According to the new report, which was released on Thursday, the average man rose from 189.4 pounds in 1999. The average bitch rose from 163.8 to 170.6 pounds in the same period, with the only individuals not gaining weight black and Asian men and all Mexican-American women are increasing, of which there was no significant change. (Related: The New York Times may predict future obesity in America)

The 201

5-2016 surveyed women were in height shorter rage of 5 feet, 3.8 inches to 5 feet, 3.7 inches. The men were also 5 feet, 9.1 inches shorter than 5 feet, 9.1 inches. Interestingly, however, a trend from the period 2003-2004 reverses when men were actually larger and averaged 5 feet and 9.4 inches

this year.

The CDC collected this data from 47,233 Americans aged 20 years and over who had participated in the National Health and Nutrition Surveys between 1999 and 2016. (Did you know that only 23 percent of Americans comply with the CDC guidelines are enough)?

With these changes in weight and height, the body mass index or the BMI of Americans. understandably, it also went up.

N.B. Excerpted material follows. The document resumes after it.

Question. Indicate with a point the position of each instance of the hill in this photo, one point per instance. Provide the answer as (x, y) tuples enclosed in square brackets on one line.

The BMI takes a person's weight in kilograms divided by the square of their height in meters into four categories: underweight, normal weight, overweight, or obesity. However, the system is often criticized for simplifying a person's make-up. Yet, the average BMI of Americans is now 29.1 for men and 29.6 for women – 27.8 and 28.2, respectively. A BMI of 30 is considered obese.

The rising numbers are a worrying trend. With more Americans approaching the obese level, there is a greater risk of weight-related health problems, such as high blood pressure, diabetes, heart disease and stroke.